Facebook took down Franklin Graham’s virulent, anti-trans post, then apologized for it.
Facebook apologized for temporarily suspending evangelist Franklin Graham over a 2016 post defending North Carolina’s infamous law barring transgender people from using public restrooms that matches their gender identity.
Graham, a prominent anti-LGBTQ right-wing religious leader, was banned by Facebook for 24-hours last week after flagging one of his 2016 posts criticizing Bruce Springsteen from canceling one of his concerts over North Carolina’s discriminatory law, according to the Charlotte Observer.
A member of the social media giant’s content review team determined the post violated one of its policies banning “dehumanizing language.” The rule prohibits “excluding people based on sexual orientation, race and other factors,” the newspaper reported.
Facebook considers hate speech attacks on a person’s gender identity. But a Facebook spokesperson told the Charlotte Observer that taking down the post and banning Graham had been a “mistake” and that an apology would be extended to the administrator of the evangelist’s page.
I thank @Facebook for their apology and I accept it. All truth is in the Lord Jesus Christ, who is “the Way, the Truth, and the Life.” I would encourage all Christians—as well as Facebook—to stand on God’s Word and His truth. pic.twitter.com/rgEsOZna3C
— Franklin Graham (@Franklin_Graham) December 30, 2018
“A page admin for Franklin Graham’s Facebook page did receive a 24-hour feature block after we removed a post for violating our hate speech policies,” Facebook spokesperson told Fox News in a statement.
It is the latest development in a long-running controversy over the notorious bathroom bill. Former North Carolina Governor Pat McCrory (R) signed HB 2 into law in 2016 after the city of Charlotte extended nondiscrimination protections to the LGBTQ community.

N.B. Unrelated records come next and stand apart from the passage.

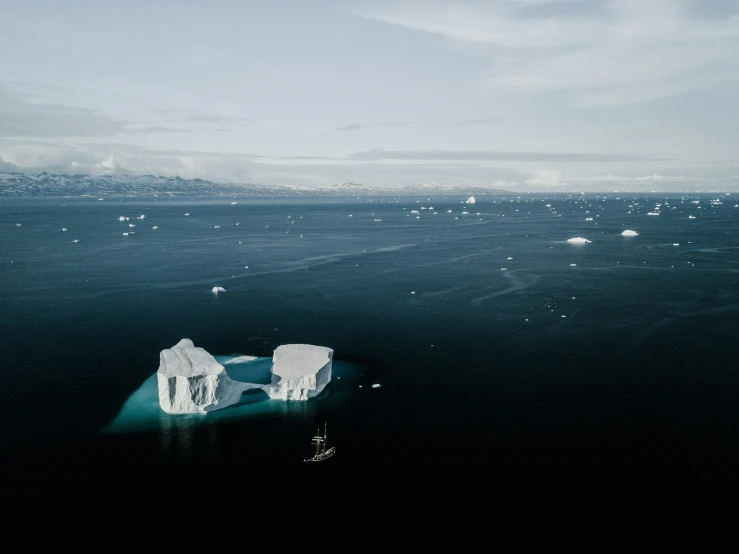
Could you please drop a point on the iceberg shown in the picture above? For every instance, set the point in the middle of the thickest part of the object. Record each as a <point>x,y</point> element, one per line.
<point>190,380</point>
<point>299,371</point>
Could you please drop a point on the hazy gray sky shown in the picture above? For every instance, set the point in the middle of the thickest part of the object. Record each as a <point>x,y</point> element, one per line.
<point>518,94</point>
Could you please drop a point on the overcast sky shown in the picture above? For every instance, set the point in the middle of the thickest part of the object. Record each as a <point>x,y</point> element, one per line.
<point>527,95</point>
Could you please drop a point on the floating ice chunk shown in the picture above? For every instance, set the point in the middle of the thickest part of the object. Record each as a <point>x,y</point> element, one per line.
<point>299,371</point>
<point>240,360</point>
<point>190,380</point>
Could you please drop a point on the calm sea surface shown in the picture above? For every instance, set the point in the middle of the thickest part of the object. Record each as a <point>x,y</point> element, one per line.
<point>494,340</point>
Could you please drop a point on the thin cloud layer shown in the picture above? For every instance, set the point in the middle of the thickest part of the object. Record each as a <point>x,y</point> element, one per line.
<point>598,52</point>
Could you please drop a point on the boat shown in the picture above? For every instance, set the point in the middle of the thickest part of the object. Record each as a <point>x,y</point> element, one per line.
<point>320,442</point>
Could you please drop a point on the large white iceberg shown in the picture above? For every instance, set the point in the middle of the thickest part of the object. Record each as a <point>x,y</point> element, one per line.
<point>299,371</point>
<point>190,380</point>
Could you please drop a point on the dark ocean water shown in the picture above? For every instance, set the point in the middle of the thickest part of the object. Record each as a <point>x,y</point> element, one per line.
<point>619,353</point>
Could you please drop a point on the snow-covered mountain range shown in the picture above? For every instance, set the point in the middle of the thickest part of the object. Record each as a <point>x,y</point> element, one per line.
<point>66,184</point>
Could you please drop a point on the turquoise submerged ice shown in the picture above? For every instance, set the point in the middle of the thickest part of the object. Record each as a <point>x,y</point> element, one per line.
<point>190,380</point>
<point>269,380</point>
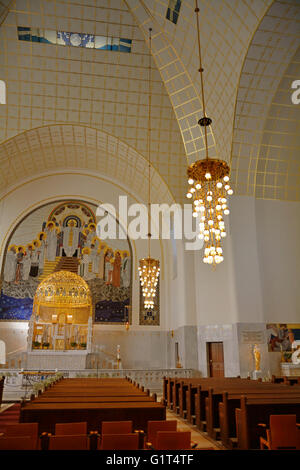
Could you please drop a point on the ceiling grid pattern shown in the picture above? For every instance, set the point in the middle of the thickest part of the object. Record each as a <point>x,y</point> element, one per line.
<point>60,148</point>
<point>50,84</point>
<point>265,150</point>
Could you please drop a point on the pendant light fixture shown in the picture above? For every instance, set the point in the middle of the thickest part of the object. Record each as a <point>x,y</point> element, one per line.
<point>209,187</point>
<point>149,267</point>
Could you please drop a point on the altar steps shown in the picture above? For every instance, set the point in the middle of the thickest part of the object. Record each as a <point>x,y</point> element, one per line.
<point>49,268</point>
<point>67,264</point>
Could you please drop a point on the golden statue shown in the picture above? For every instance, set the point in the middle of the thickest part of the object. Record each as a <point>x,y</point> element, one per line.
<point>62,312</point>
<point>256,352</point>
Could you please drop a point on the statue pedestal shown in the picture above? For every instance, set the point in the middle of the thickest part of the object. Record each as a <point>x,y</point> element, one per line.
<point>60,360</point>
<point>257,374</point>
<point>288,369</point>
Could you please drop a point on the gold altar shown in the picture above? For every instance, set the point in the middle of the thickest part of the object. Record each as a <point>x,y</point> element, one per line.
<point>62,313</point>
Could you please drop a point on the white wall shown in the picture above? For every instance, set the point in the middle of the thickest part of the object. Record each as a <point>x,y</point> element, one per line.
<point>278,244</point>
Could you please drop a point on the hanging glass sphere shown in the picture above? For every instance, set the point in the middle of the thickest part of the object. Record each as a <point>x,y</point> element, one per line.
<point>209,186</point>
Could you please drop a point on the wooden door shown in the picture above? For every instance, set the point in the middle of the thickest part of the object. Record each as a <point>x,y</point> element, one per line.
<point>215,357</point>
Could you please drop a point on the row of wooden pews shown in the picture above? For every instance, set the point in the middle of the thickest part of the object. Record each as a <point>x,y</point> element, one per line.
<point>231,408</point>
<point>2,380</point>
<point>93,401</point>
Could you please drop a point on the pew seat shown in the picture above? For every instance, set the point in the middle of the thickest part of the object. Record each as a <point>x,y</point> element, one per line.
<point>119,442</point>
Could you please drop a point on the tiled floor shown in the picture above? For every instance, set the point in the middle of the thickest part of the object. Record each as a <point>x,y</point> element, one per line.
<point>196,436</point>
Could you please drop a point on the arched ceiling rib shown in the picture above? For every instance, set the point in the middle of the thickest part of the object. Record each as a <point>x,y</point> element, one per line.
<point>182,92</point>
<point>70,147</point>
<point>226,30</point>
<point>107,90</point>
<point>49,84</point>
<point>265,151</point>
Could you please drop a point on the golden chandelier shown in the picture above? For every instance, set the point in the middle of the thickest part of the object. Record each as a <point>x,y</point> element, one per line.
<point>209,188</point>
<point>149,267</point>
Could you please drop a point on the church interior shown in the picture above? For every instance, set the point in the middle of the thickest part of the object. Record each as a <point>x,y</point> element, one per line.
<point>149,254</point>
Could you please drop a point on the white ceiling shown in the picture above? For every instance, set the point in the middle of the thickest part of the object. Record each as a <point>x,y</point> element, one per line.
<point>248,47</point>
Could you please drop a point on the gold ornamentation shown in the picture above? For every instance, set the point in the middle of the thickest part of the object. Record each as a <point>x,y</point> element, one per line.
<point>149,268</point>
<point>209,179</point>
<point>63,288</point>
<point>209,187</point>
<point>256,352</point>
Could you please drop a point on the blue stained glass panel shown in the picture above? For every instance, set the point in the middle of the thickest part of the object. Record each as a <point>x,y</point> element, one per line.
<point>125,45</point>
<point>24,34</point>
<point>63,38</point>
<point>101,42</point>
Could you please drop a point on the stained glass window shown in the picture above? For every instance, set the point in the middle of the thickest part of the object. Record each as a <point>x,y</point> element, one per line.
<point>173,10</point>
<point>64,38</point>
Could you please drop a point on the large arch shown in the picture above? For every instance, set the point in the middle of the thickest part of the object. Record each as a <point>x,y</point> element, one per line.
<point>265,148</point>
<point>55,148</point>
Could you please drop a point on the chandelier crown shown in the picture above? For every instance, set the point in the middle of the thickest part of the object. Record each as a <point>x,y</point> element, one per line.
<point>209,187</point>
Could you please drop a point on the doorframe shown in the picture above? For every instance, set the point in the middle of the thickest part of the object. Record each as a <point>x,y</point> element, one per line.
<point>208,356</point>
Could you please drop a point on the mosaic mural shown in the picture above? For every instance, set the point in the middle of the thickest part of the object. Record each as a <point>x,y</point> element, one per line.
<point>64,236</point>
<point>281,336</point>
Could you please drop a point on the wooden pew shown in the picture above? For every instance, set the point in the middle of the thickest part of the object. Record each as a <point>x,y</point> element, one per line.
<point>2,380</point>
<point>48,414</point>
<point>257,410</point>
<point>231,401</point>
<point>92,401</point>
<point>207,414</point>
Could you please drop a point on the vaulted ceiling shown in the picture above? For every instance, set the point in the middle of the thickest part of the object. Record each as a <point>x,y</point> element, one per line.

HB 2 forced people to use public restrooms that correspond to their “biological sex,” putting transgender people at risk of harassment, discrimination, and violence. It also banned cities from extending similar nondiscrimination protections for trans people.
North Carolina amended the law following massive backlash that resulted in boycotts from artists such as Springsteen, led the NCAA to threaten pulling its championship games from the state, and prompted tech companies to pull business from the state. However, the amended law still left trans people in danger of discrimination at public restrooms.
Graham back in 2016 criticized Springsteen’s boycott: “He says the NC law #HB2 to prevent men from being able to use women’s restrooms and locker rooms is going “backwards instead of forwards.” Well, to be honest, we need to go back! Back to God. Back to respecting and honoring His commands. Back to common sense. Mr. Springsteen, a nation embracing sin and bowing at the feet of godless secularism and political correctness is not progress.”
It is unclear why Facebook flagged a 2016 post, nearly three years after the fact.
It’s also not entirely clear whether Graham was trying to specifically misgender trasgendered people in the post by saying the law prevents “men from being able to use the women’s restrooms and locker rooms,” which is considered dehumanizing language to trans people, or following a common, debunked right-wing talking point that such nondiscrimination laws allow biological men to prey on women in restrooms.
Graham described Facebook’s policies as a “secret rulebook for policing speech” and said the company is trying to “define the truth.”
In his appearance Sunday on Fox News, Graham said Facebook has thousands of people reviewing billions of pieces of content that is streamed over the social network each day and baselessly speculated that it was a “personal attack” against him.
“The problem with Facebook… If you disagree with their position on sexual orientation than you can be classified as hate speech or that you are a racist,” Graham said.
“The Bible is truth and I would hope they would look at the Bible and get some instruction on God’s word.”